Background information

  • Supported write modes

    The Flink connector supports two write modes: upsert and insert. In upsert mode, you can group data streams in one of the following ways:

    • Group by primary key

    • Group by partition field

      While suitable for a large number of partitions, grouping by partition field may cause data skew.

  • For the upsert write procedure and recommended parameters, see Real-time data ingestion into a data warehouse.

  • Specify the write mode using Flink connector parameters. For a complete list of connector parameters, see Appendix: Flink connector parameters.

  • Set the checkpoint interval for Flink upsert write jobs to at least 3 minutes. Shorter intervals can reduce write efficiency and create a large number of small files.

  • The following table maps data types between Realtime Compute for Apache Flink and MaxCompute.

    Flink data type

    MaxCompute data type

    CHAR(p)

    CHAR(p)

    VARCHAR(p)

    VARCHAR(p)

    STRING

    STRING

    BOOLEAN

    BOOLEAN

    TINYINT

    TINYINT

    SMALLINT

    SMALLINT

    INT

    INT

    BIGINT

    BIGINT

    FLOAT

    FLOAT

    DOUBLE

    DOUBLE

    DECIMAL(p, s)

    DECIMAL(p, s)

    DATE

    DATE

    TIMESTAMP(9) WITHOUT TIME ZONE, TIMESTAMP_LTZ(9)

    TIMESTAMP

    TIMESTAMP(3) WITHOUT TIME ZONE, TIMESTAMP_LTZ(3)

    DATETIME

    BYTES

    BINARY

    ARRAY<T>

    ARRAY<T>

    MAP<K, V>

    MAP<K, V>

    ROW

    STRUCT

    Note

    The Flink TIMESTAMP data type does not include time zone information, whereas the MaxCompute TIMESTAMP data type does. This difference can cause an 8-hour time discrepancy. To align the timestamps, use TIMESTAMP_LTZ(9).

    -- Flink SQL
    CREATE TEMPORARY TABLE odps_source(
      id BIGINT NOT NULL COMMENT 'ID',
      created_time TIMESTAMP NOT NULL COMMENT 'Creation time',
      updated_time TIMESTAMP_LTZ(9) NOT NULL COMMENT 'Update time',
    PRIMARY KEY (id) NOT ENFORCED
    ) WITH (
    'connector' = 'maxcompute',
    ...
    );

Write data from a self-managed Flink cluster

  1. Prerequisites: Create a MaxCompute table.

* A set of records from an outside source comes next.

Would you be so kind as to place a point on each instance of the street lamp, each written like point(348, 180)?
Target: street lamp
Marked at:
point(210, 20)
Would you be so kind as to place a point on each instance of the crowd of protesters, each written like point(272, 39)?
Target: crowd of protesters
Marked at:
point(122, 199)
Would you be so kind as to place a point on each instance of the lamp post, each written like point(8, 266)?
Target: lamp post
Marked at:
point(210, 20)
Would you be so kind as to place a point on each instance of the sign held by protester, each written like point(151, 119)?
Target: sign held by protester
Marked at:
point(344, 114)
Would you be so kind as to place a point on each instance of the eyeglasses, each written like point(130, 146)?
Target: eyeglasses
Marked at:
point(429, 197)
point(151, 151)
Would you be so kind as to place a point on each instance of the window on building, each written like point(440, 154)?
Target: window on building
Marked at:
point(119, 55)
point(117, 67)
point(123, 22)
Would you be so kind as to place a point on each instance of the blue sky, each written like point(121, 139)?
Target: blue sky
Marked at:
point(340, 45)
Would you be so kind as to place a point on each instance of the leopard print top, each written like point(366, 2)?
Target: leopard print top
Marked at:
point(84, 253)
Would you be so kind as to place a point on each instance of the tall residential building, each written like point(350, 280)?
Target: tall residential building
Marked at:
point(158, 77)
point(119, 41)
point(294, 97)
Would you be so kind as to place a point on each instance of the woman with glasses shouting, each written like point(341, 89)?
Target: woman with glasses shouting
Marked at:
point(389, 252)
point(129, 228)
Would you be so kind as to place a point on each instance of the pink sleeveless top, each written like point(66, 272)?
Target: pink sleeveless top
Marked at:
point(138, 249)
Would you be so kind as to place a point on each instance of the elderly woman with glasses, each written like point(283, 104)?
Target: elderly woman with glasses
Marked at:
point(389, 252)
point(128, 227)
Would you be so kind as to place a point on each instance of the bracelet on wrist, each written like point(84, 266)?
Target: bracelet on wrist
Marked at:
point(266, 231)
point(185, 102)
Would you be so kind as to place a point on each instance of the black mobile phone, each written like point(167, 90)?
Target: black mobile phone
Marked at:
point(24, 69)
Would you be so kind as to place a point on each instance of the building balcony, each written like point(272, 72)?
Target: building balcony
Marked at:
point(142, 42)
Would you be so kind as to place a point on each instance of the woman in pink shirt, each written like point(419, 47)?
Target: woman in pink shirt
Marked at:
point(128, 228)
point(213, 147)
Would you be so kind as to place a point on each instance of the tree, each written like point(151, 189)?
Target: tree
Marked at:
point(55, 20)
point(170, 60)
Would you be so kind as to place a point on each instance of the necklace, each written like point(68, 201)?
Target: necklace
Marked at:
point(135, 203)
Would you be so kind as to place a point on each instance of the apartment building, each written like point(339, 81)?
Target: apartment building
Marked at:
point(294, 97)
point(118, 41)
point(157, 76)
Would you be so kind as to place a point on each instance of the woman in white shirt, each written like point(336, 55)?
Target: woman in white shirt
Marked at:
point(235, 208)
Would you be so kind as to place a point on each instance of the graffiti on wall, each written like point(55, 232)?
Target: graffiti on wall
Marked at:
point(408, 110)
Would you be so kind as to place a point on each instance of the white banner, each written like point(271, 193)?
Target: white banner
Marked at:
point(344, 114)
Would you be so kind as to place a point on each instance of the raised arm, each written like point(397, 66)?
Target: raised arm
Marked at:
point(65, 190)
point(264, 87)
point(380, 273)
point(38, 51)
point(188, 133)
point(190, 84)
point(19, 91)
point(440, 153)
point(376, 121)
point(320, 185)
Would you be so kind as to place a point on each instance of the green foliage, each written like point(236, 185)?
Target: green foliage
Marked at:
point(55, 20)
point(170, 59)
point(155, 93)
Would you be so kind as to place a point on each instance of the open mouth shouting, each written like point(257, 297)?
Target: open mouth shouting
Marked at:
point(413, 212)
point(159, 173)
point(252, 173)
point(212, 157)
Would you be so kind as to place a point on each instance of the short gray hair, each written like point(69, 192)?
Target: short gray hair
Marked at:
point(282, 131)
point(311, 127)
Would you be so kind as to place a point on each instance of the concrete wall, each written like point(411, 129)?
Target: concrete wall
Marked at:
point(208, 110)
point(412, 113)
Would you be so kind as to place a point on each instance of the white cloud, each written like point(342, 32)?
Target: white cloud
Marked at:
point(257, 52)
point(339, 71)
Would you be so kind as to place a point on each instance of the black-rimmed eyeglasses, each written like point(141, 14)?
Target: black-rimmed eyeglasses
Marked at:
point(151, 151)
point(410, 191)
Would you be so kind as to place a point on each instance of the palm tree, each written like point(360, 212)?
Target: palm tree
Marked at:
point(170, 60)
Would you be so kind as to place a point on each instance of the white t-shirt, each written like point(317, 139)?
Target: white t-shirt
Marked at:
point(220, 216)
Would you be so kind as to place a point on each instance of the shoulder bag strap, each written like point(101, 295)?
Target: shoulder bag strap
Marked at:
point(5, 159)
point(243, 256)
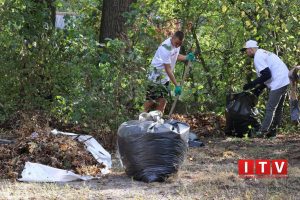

    You must first create a MaxCompute table for Flink to write data to. The following example demonstrates this process by creating two tables (a non-partitioned delta table and a partitioned table). For information about table property settings, see delta table parameters.

    -- Create a non-partitioned delta table.
    CREATE TABLE mf_flink_tt (
      id BIGINT not null,
      name STRING,
      age INT,
      status BOOLEAN, primary key (id)
    )
    tblproperties ("transactional"="true", 
                   "write.bucket.num" = "64", 
                   "acid.data.retain.hours"="12") ;
    
    --Create a partitioned delta table.
    CREATE TABLE mf_flink_tt_part (
      id BIGINT not null,
      name STRING,
      age INT,
      status BOOLEAN, 
      primary key (id)
    )
      partitioned by (dd string, hh string) 
      tblproperties ("transactional"="true", 
                     "write.bucket.num" = "64", 
                     "acid.data.retain.hours"="12") ;
    
  2. Set up an open source Flink cluster. The connector supports Flink 1.13, 1.15, 1.16, and 1.17. Select the Flink connector that matches your Flink version:

    Note
    • The Flink connector for Flink 1.16 is compatible with Flink 1.17.

    • This topic uses the Flink connector for Flink 1.13 as an example. Download and decompress the package.

  3. Download the Flink connector and add it to your Flink cluster package.

    1. Download the Flink connector JAR package to your local environment.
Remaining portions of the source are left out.